Grazie alla joint venture, il gruppo bresciano punta ad ampliare i propri affari nel floridissimo mercato arabo. “Porteremo nel Qatar una parte della nostra produzione, l’accordo è strategico per l’intera area del Medio Oriente e dimostra quanto siamo un partner affidabile”, il commento a caldo del management di Beretta. Pronti alla produzione i fucili d’assalto AR160A3 calibro 5,56 x 45 mm NATO (già in forza alle truppe italiane in Afghanistan), le pistole semiautomatica 92A1 calibro 7.62 e le nuove semiautomatiche APX progettate nei laboratori della “Pietro Beretta” di Gardone Valtrompia. Un primo lotto di armi prodotte da “Binding” è destinato all’esercito qatarino: 30.000 fucili ARX-160, più un numero imprecisato di pistole ARX-200, valore stimato della commessa 200 milioni di dollari. Per il munizionamento, il ministero della Difesa dell’emirato ha invece dato vita a Doha ad un’altra jont venture tra la controllata Barzan Holdings e il colosso tedesco Rheinmetall, ben radicato nel nostro paese grazie agli stabilimenti di Rheinmetall Italia S.p.A. a Roma (ex Oerlikon-Contraves), specializzati in sistemi radar e puntamento, e quelli di RWM Italia S.p.A. a Ghedi (Bs) e Domusnovas in Sardegna, noti per produrre le testate utilizzate in Yemen dai cacciabombardieri dell’Arabia saudita. Le pistole automatiche Beretta 92 e i fucili d’assalto ARX200 sono già stati consegnati lo scorso anno alle forze armate dell’emirato. Il battesimo di fuoco degli ARX è avvenuto nel corso della maxi-esercitazione internazionale “Eager Lion” tenutasi nell’agosto 2019 in Giordania e a cui hanno partecipato 8.000 militari provenienti da 30 paesi tra cui l’Italia (le forze speciali del 4° e 185° Reggimento paracadutisti dell’Esercito e una compagnia del 1° Reggimento “San Marco” della Marina).

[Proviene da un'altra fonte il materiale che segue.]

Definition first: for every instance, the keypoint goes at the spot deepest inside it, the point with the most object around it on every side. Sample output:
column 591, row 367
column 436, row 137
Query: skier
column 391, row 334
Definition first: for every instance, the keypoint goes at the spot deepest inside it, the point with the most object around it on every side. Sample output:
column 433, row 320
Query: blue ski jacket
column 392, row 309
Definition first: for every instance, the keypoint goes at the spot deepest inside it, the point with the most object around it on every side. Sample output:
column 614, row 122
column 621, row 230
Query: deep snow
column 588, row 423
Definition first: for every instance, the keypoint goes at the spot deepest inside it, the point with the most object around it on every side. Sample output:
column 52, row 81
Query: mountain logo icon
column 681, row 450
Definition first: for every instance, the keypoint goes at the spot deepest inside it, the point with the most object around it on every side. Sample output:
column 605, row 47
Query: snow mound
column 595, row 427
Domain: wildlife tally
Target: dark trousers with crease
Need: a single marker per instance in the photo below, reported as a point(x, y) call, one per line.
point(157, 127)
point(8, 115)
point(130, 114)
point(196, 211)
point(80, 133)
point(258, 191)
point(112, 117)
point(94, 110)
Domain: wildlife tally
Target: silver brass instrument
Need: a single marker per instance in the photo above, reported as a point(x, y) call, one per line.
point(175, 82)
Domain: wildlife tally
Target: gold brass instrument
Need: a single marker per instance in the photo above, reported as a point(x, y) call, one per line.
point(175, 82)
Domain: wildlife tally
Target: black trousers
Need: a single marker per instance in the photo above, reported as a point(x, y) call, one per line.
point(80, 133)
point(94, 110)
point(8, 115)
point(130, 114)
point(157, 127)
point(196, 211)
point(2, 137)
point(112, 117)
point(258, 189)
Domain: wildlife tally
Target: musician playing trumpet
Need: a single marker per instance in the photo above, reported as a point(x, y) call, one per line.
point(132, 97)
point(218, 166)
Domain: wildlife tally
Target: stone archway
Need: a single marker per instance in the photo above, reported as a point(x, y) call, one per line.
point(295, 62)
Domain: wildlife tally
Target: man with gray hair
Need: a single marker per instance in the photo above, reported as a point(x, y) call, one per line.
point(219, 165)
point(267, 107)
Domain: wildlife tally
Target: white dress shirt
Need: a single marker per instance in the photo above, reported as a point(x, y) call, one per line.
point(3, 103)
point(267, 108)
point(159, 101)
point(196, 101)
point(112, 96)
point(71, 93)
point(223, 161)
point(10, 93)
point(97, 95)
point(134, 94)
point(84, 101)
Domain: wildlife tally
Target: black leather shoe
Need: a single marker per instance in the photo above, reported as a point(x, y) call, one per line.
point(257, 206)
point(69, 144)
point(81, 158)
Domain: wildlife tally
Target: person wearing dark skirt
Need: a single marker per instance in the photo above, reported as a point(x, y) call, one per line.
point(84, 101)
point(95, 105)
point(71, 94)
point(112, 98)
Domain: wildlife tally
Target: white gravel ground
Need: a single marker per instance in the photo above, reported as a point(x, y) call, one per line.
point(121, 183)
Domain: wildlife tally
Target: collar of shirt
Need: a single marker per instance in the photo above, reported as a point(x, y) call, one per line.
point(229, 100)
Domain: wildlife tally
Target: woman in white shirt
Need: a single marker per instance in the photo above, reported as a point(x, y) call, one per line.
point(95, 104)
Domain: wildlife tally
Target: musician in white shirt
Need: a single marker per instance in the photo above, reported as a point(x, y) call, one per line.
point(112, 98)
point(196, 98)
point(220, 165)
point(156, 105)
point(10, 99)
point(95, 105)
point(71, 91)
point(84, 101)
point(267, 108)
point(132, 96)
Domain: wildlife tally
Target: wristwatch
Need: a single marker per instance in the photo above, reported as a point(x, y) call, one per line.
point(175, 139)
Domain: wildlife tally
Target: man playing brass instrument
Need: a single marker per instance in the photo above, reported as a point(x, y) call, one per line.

Contro la Beretta-Qatar connection sostenuta in maniera unanime dalle forze politiche e dell’establishment industriale-militare, è stato puntato il dito dai ricercatori dell’Osservatorio permanente sulle armi leggere e le politiche di sicurezza e difesa (OPAL) di Brescia, fortemente preoccupati che la produzione a Doha possa sfuggire ai controlli sull’export bellico previsti dalle normative. “Il Qatar non ha firmato il Trattato sul commercio di armi in vigore alle Nazioni Unite dal 24 dicembre del 2014”, riportava OPAL in una nota della primavera 2018. “Tale Trattato ha stabilito criteri rigorosi per regolamentare i trasferimenti leciti di armi, per prevenire esportazioni di armi che possono minacciare la sicurezza comune e, soprattutto, per cercare di prevenire la loro diversione verso il mercato illecito e per finalità ed impieghi finali non autorizzati, tra cui la commissione di atti terroristici”. La possibilità di disporre di tecnologie e armi leggere prodotte da parte di un controverso regime come quello qatarino non può che moltiplicare infatti i pericoli di triangolazioni e trasferimenti a paesi belligeranti e/o gruppi armati criminali che operano in Medio oriente e nel continente africano. Il tutto in palese violazione della stessa legge n. 185 del 1990 che regola tutte le autorizzazioni all’esportazione o alla produzione all’estero di materiali militari, le quali “devono essere conformi alla politica estera e di difesa dell’Italia (…) secondo i principi della Costituzione repubblicana che ripudia la guerra come mezzo di risoluzione delle controversie internazionali”. All’Osservatorio sulle armi leggere di Brescia il governo si è guardato bene di fornire alcuna assicurazione e/o giustificazione sull’accordo Beretta - Barzan Holdings. A benedire la nuova frontiera dell’export di fucili e pistole ci ha però pensato un paio di mesi dopo ancora una volta l’ambasciata italiana in Qatar. La Fabbrica d’armi Pietro Beretta è stata chiamata a fare da gold sponsor della Festa della Repubblica Italiana organizzata a Doha il 2 giugno 2018, presenti le massime autorità civili e militari dell’emirato.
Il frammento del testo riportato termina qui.